Patrick Wagstrom patrick at wagstrom.net
Thu Oct 25 14:45:02 UTC 2007


Greg Arena wrote:
> 	I just recently bought a trio of 500 GB SATA hard disks
> that I want to put together in a RAID 5 configuration for my
> MythTV box. These will only be used for storing recordings &
> videos - I have an 80GB PATA drive in place that I'll keep there
> for the OS, MythTV software, logs, etc. I plan to use Linux's
> software RAID support - true hardware RAID was just too
> expensive.
> 	I've heard mixed reports about using RAID 5 for media
> stuff. The MythTV wiki doesn't recommend it without expensive
> hardware RAID controllers, but yet I've heard people talking
> about their RAID 5 setups on this list and elsewhere.
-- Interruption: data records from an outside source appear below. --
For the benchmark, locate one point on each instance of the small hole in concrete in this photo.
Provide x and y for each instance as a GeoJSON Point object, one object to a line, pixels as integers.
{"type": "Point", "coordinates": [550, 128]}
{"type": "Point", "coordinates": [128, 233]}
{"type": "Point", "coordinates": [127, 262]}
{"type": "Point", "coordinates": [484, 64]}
I was
> wondering if anybody has gotten something similar working and
> what settings they used (stripe size, etc.) since I've never set
> up a RAID before. I've already run some benchmarks using bonnie++
> with one drive by itself to use for comparison after setting up
> the RAID to try to make sure it's not going to degrade
> performance excessively. I'm willing to spring for another hard
> disk to go to a four-disk RAID 10 configuration if RAID 5 looks
> like it'll be too slow.

I'm not an expert on raid or filesystems by any extent, but I've had no
problems over the past two years running a 4x320GB SATA2 RAID5 array
with XFS on it.  The actual amount of disk IO that MythTV needs to do is
pretty small, a couple of megabytes a second at most.  I've tested this
with 3 HD and an SD recording with HD playback going on at the same time
on an Athlon 64x2 4400+ with no problems.

Performance wise, here's a comparision of block performance from Bonnie++:

IDE drive: Output 49971K/s, Input 50581K/s
SATA raid: Output 43444K/s, Input 154578K/s

So yeah, it's a little slower for writes, but it's nice and fast for
reads.  In any case, 43MB/s is fast enough for lots of HD streams.  When
you have parallel readers/writers, the issue gets a little worse, but
you still have enough overhead there for seek issues...which you'd have
on RAID10 anyway.

> 	I'm also considering using XFS for the file system for
> storing all the media files on this RAID. Any suggestions on how
> to optimize it for RAID 5 or RAID 10? I've never used anything
> but ext3 for my Linux boxes until now, so I'm new to XFS as well.

XFS is a good choice.  For Myth folks, one of the big advantages is that
it's extents based, so deletes are pretty fast.